El arte siempre ha sido humo sin fuego, vestigio, ruina, huella de algo que nunca existió. El arte que venía de dentro aproximándose infinitamente mejor que las palabras a lo que podemos pensar que es la verdad. El vestigio es la huella de un paso que se da: nunca sabemos cuándo ocurre el paso, porque apenas lo damos y es pasado, pero no podemos dudar de que lo hemos dado. No podemos decir que el paso tenga lugar, el paso es su propio vestigio. El arte es siempre su propio vestigio. Es lo que queda después del paso, del paso de la idea, de la influencia, del anhelo.
Cuando Hevel Niram inunda la cabeza de Saramago, o de José Preto, cuando presenta un mundo en ruinas de Dostoievski, simplemente da rienda suelta a la expresión vestigial del alma, el hombre arruinado – siempre ha sido así – el hombre que se había erigido sobre la nada, sobre una estructura ausente, sobre una falta anímica que acusaba. En el cuadro expuesto ¡la nada se expresa a través del arte y llega a la tela en forma de llanto! – nuevamente, siempre ha sido así. Lo ausente que se expresa, mostrándose como vestigio de su propio paso, de su falta. En el arte se presenta lo que generalmente se sustrae al saber. En el arte hay alma, aun cuando el alma no existe: ¡milagro! ¿Pero cómo puede ser?
Un cuadro expuesto nunca es un cuadro acabado y los artistas lo saben, siempre le falta algo para que sea perfecto, o, aun cuando es perfecto, pasado el tiempo vuelve a acusar una falta, pero lo que no saben los artistas es que al cuadro no le faltaba color o una pincelada aquí y allá sino que siempre, al cuadro le falta la perfección estática, cuando en realidad, la perfección ha sido siempre, movimiento. El arte está en movimiento y es un paso, un suspiro, una sombra presente sin objeto que la proyecte mediante la luz. De nuevo, ¿cómo puede ser posible? La comprensión estética que utilizamos para adentrarnos en la obra de arte debiera ser la prevaleciente en todos los ámbitos de actuación. Al activar la comprensión estética activamos en nosotros mediante la imaginación el sentimiento de lo sublime.

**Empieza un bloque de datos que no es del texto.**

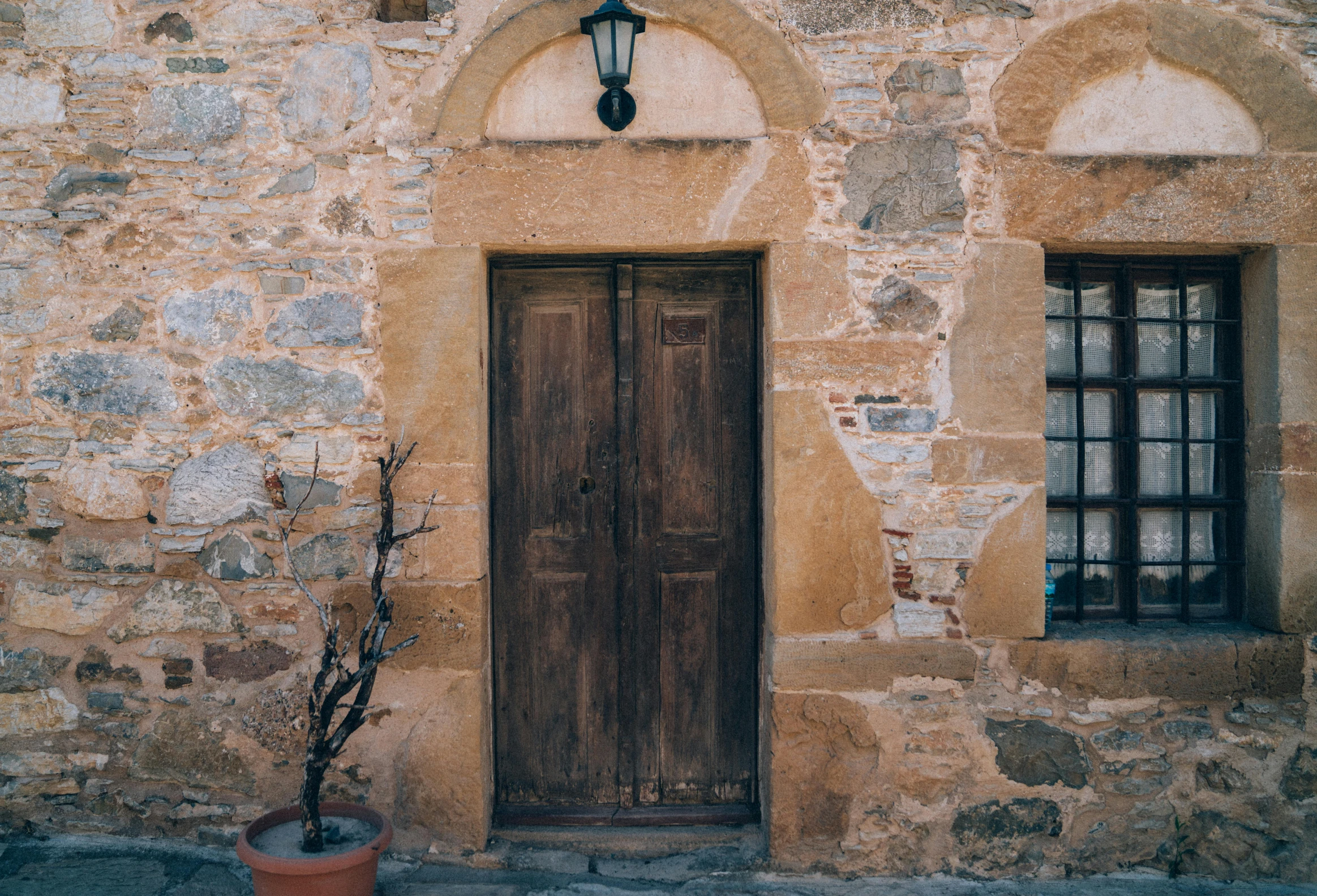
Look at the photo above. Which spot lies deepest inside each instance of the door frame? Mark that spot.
(641, 816)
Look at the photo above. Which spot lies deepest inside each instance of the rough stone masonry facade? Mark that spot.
(238, 231)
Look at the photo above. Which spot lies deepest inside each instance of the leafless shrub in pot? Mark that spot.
(333, 683)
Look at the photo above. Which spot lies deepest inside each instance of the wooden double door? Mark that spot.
(625, 537)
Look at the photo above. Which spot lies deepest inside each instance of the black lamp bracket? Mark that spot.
(617, 109)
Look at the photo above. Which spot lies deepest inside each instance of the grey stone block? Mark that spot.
(331, 91)
(904, 185)
(1034, 753)
(298, 181)
(110, 384)
(190, 117)
(901, 419)
(198, 65)
(325, 319)
(210, 318)
(224, 485)
(244, 388)
(122, 324)
(234, 558)
(325, 556)
(78, 178)
(323, 493)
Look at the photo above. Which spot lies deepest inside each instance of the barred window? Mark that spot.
(1145, 438)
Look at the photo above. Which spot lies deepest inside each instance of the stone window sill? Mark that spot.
(1165, 659)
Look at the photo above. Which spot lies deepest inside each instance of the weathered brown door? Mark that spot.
(625, 550)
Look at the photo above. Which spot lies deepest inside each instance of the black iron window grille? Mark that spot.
(1145, 438)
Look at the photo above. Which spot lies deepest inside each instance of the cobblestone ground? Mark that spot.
(103, 866)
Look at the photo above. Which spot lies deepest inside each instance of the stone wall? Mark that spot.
(235, 232)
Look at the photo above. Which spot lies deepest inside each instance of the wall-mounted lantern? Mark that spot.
(614, 28)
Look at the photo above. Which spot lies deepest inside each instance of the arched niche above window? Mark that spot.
(1154, 109)
(685, 89)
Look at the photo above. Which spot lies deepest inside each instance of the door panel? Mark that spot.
(696, 546)
(626, 616)
(554, 560)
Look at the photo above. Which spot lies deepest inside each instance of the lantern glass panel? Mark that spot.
(613, 48)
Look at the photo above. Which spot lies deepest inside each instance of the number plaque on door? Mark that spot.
(684, 331)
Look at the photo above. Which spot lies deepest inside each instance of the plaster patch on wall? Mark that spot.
(754, 170)
(1155, 110)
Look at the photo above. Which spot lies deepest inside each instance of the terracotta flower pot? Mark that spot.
(347, 874)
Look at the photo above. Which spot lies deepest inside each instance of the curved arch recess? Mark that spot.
(1048, 75)
(792, 97)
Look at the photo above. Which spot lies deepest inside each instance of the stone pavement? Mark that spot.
(108, 866)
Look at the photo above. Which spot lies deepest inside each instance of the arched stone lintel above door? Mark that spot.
(791, 95)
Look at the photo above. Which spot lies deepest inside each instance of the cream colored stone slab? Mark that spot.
(685, 87)
(997, 358)
(809, 290)
(98, 493)
(1154, 109)
(885, 366)
(1128, 202)
(67, 609)
(432, 330)
(989, 459)
(866, 665)
(1004, 589)
(451, 620)
(827, 563)
(445, 766)
(36, 712)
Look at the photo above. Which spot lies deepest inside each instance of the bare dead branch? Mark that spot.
(333, 681)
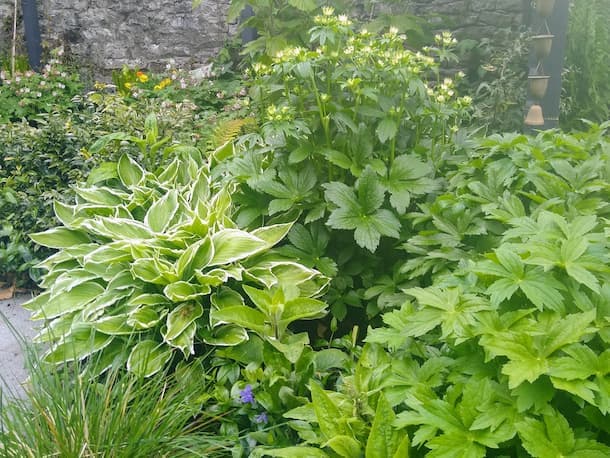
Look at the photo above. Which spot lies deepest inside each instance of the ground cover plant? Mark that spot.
(469, 284)
(63, 413)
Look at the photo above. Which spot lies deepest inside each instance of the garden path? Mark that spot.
(15, 329)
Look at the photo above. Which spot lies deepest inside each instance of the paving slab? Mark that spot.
(16, 329)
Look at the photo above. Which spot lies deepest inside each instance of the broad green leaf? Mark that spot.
(327, 413)
(148, 357)
(232, 245)
(183, 291)
(303, 308)
(384, 439)
(103, 172)
(102, 195)
(225, 336)
(65, 302)
(114, 325)
(344, 446)
(342, 196)
(64, 213)
(241, 315)
(584, 389)
(148, 270)
(582, 275)
(130, 173)
(272, 234)
(60, 237)
(145, 317)
(554, 437)
(77, 346)
(295, 452)
(387, 129)
(304, 5)
(185, 341)
(161, 213)
(371, 192)
(329, 358)
(180, 318)
(119, 228)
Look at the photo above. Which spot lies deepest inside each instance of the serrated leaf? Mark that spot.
(384, 439)
(387, 129)
(371, 193)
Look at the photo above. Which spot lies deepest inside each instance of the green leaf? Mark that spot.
(180, 318)
(160, 214)
(232, 245)
(240, 315)
(295, 452)
(341, 195)
(384, 439)
(272, 234)
(327, 413)
(195, 257)
(77, 347)
(69, 301)
(183, 291)
(103, 172)
(148, 357)
(60, 237)
(344, 446)
(130, 173)
(387, 129)
(304, 5)
(225, 336)
(371, 193)
(185, 341)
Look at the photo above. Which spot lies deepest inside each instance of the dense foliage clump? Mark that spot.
(347, 269)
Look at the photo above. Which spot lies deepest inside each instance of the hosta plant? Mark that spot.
(151, 269)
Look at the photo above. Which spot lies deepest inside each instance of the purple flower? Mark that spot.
(261, 419)
(246, 395)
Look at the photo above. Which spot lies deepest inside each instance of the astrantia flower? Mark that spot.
(246, 396)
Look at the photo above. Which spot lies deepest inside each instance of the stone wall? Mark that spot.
(147, 33)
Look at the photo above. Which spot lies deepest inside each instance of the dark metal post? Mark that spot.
(32, 32)
(553, 65)
(248, 34)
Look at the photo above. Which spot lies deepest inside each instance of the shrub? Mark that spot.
(27, 95)
(151, 266)
(352, 134)
(586, 89)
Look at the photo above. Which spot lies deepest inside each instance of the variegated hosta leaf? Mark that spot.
(148, 357)
(80, 344)
(144, 266)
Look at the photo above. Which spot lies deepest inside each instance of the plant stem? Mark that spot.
(14, 50)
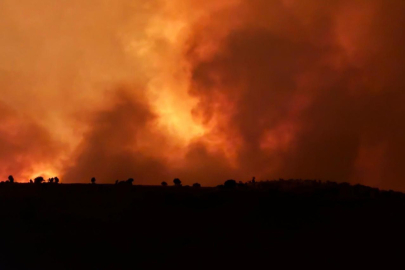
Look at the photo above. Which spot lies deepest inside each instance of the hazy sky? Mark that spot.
(203, 90)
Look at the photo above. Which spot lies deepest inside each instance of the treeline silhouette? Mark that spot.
(239, 224)
(297, 186)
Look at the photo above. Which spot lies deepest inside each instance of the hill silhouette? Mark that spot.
(284, 222)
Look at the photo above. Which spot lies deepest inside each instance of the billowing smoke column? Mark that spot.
(203, 91)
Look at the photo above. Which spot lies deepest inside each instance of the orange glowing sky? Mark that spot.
(203, 90)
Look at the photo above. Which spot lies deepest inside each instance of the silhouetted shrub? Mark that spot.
(230, 183)
(39, 180)
(177, 182)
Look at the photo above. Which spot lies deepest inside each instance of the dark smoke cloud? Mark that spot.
(298, 73)
(110, 150)
(224, 89)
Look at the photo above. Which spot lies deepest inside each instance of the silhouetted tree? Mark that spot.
(230, 183)
(177, 182)
(241, 184)
(39, 180)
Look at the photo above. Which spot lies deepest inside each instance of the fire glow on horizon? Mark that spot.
(203, 91)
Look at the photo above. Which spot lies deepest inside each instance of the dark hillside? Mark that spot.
(49, 226)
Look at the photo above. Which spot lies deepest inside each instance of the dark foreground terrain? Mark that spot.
(261, 226)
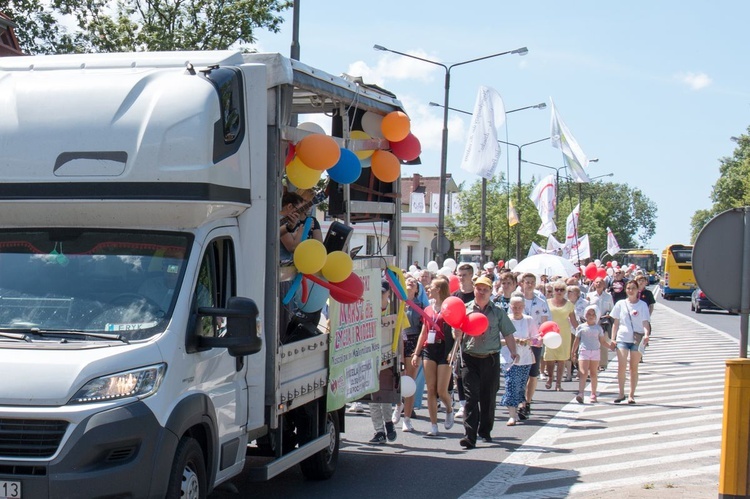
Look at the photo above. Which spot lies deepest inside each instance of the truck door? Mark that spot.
(219, 375)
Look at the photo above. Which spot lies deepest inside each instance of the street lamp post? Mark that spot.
(444, 146)
(483, 217)
(520, 147)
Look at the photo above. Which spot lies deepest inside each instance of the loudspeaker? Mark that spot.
(338, 237)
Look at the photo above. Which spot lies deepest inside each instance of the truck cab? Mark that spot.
(141, 315)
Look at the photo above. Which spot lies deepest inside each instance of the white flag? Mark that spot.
(612, 246)
(482, 149)
(553, 244)
(580, 250)
(544, 197)
(571, 228)
(573, 155)
(417, 202)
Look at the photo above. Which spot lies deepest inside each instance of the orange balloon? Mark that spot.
(300, 175)
(395, 126)
(385, 166)
(318, 152)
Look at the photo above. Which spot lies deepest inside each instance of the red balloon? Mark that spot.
(453, 311)
(353, 289)
(549, 327)
(591, 271)
(475, 324)
(454, 283)
(407, 149)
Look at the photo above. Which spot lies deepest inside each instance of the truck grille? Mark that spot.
(30, 437)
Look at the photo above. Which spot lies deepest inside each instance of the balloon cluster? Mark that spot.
(322, 275)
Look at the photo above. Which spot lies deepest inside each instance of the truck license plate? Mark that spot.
(10, 490)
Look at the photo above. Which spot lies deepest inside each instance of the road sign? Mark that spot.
(717, 259)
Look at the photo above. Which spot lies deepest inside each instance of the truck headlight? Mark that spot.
(140, 383)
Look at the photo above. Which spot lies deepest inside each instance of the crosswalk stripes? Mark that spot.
(671, 435)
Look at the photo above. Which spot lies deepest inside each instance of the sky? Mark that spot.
(654, 90)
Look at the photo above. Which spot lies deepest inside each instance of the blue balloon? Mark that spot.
(348, 168)
(317, 296)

Estar delante de la obra de arte es asomarse a lo sublime. El cuadro expuesto es materia, es lo sublime, el verbo hecho carne y al verlo así, aun constituido sobre su propia falta, no nos asusta: porque el cuadro también nos produce placer y excita el gusto. Así encubre el arte su procedencia de otro mundo.
Al acariciar lo sublime con el pensamiento nos asomamos a la grandeza que, por no poder abarcarla nos da nauseas. Frente a frente con la grandeza incomprensible e inabarcable tenemos miedo a perdernos, a unirnos con el todo y al mismo tiempo dejar de decir: yo soy, yo pienso. Es el horror sublime. Al hombre, a este universo impersonal en miniatura que se piensa a sí mismo, “el gusto le promete una vida bella, lo sublime le amenaza de desaparición”2.
1 Cuerpo sin órganos – metáfora utilizada por Deleuze y Guattari en El Antiedipo para designar el cuerpo que corta el flujo de la producción.
2 Lyotard – Leçons sur l´analitique du sublime, Galilée, Paris, 1991.